I look away. "Yeah, but it's okay. I could always copy off the online PowerPoints."
He doesn't say anything. I just hear him breathing or trying to control his breathing. He couldn't be that out of shape. I glance at him. He looks neither thin nor fat. Maybe he has asthma?
He has his hand on the right side of his chest again, staring up at the ceiling. Is something wrong with his heart? If it is, then why is he touching his right side? Isn't everyone's hearts on their left?
I reach out to touch him. "If something's wrong, then –"
He turns away. "I'm...fine," he says through clenched teeth and exhales.
"Okay," I say, recoiling.
He doesn't say anything. He doesn't even look at me. But I know he's in pain.
"If it's serious," I whisper. "Please go to a hospital. I don't want you to suffer."
He doesn't look in my direction, so I turn away and lean my head against the window. I can't even seem to close my eyes now as I stare into the darkness of the subway tunnels. He's not breathing aloud anymore. I think he moves to face me because his knee brushes mine. I shrink back and force myself to close my eyes, turning my watch around my wrist.

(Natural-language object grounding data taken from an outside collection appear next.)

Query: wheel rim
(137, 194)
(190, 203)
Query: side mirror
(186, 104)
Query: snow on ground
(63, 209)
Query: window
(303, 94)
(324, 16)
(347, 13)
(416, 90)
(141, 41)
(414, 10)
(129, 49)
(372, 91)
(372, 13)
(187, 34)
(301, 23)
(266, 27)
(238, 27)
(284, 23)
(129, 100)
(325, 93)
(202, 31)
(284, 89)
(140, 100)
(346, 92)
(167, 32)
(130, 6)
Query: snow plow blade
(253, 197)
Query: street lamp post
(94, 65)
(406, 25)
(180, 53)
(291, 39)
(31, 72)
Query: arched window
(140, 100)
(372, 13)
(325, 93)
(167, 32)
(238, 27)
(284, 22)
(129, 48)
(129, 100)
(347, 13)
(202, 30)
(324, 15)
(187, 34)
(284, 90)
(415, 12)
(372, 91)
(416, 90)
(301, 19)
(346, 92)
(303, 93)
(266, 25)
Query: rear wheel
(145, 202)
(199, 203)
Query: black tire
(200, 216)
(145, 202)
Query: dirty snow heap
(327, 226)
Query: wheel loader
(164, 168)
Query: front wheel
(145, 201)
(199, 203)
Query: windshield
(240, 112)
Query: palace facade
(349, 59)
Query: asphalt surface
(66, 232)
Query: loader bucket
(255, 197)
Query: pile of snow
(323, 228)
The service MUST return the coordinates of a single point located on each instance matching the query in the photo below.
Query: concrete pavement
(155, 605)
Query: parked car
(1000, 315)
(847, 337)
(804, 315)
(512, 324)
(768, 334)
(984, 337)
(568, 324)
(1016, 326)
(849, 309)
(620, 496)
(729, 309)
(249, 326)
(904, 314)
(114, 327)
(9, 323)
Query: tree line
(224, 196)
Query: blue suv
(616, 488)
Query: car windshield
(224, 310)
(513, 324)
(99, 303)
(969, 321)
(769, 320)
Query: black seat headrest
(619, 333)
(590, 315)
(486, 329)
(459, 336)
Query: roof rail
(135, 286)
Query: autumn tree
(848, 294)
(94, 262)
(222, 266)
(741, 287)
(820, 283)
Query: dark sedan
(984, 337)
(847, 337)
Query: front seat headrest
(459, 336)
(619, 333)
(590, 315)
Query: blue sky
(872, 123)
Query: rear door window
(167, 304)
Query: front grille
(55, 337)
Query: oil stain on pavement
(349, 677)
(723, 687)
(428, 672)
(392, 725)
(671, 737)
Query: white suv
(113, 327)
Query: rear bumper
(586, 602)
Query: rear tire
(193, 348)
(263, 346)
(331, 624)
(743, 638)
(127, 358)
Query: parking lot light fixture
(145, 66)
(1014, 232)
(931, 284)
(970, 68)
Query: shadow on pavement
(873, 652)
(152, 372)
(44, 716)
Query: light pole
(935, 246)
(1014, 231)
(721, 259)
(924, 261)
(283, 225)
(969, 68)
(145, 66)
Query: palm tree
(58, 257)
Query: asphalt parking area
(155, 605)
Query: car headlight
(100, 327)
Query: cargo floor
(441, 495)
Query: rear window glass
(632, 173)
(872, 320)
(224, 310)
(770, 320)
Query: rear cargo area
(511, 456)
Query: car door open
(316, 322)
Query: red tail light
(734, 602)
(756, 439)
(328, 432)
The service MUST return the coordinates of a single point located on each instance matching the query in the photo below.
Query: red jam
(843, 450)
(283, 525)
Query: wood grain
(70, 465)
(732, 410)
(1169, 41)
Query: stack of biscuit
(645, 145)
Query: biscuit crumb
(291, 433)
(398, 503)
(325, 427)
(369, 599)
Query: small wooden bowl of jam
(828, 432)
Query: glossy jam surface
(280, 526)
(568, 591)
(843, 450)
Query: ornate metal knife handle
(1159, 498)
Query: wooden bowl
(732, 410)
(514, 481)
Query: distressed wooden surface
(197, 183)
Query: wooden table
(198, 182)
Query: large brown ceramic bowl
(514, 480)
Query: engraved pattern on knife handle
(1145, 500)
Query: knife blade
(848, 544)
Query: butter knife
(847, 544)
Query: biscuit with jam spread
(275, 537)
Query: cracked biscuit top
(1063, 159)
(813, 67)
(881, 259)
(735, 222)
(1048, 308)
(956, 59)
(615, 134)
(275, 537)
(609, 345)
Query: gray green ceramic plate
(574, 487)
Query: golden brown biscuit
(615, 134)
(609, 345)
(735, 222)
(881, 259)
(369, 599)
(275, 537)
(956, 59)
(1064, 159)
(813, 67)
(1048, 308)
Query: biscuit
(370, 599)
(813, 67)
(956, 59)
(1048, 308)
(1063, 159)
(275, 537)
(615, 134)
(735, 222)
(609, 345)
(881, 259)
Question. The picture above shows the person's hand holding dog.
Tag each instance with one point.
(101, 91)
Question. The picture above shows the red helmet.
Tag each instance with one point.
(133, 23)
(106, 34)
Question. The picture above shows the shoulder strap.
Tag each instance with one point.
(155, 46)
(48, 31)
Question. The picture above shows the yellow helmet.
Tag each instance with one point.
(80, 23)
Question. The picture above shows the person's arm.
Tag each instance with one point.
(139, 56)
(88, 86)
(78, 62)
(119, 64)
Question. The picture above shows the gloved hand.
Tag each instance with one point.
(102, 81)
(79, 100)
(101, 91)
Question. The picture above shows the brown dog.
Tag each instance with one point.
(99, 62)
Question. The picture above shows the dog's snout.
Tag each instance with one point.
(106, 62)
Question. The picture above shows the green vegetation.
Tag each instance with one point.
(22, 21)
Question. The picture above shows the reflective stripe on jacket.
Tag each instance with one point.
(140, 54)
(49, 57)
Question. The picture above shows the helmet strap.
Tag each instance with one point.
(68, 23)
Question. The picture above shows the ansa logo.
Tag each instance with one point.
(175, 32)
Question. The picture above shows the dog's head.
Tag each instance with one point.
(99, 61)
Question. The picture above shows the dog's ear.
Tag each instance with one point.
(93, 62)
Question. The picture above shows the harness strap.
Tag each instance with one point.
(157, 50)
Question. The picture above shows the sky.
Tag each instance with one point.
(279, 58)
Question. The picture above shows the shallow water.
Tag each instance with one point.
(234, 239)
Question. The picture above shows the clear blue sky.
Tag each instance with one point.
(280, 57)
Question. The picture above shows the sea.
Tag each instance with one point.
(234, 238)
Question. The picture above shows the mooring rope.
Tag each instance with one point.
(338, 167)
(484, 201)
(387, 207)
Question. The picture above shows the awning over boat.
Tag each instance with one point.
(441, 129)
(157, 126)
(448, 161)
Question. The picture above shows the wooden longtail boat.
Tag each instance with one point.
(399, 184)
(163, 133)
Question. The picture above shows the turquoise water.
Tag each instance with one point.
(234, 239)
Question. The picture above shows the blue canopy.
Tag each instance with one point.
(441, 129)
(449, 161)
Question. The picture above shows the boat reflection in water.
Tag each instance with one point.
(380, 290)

"This is a Queens-bound F Train," the conductor says. "The next stop is Second Avenue. Step in and stand clear of the closing doors."
I bite my lip before I turn to face him. His eyes are closed with his head bent a bit back and he has his hands clasped over his lap. I'm not sure what to say to him. Maybe I should just let him come to his own conclusions.
"I waited for you," I tell him.
He turns to me and I look away. "I was...I was worried that something happened to you...because you didn't come."
The train slows to a stop. "This is Second Ave."
I stand. "Anyways, it was nice seeing you again. Hope you have a nice week. And please take care of yourself."
I turn away and walk out, hearing him say, "Likewise."
I make my way towards the stairs. I shouldn't see him anymore. It's not right. I think I'll go to class late from now on. Why should I even care about him? He probably has a girlfriend who cares more about him than I ever will. But I can't help myself.
I turn and see the train pull away. He's sitting by the window now, his head pressed against the glass. The moment he sees me look at him, he smiles and I can't stop myself from smiling back.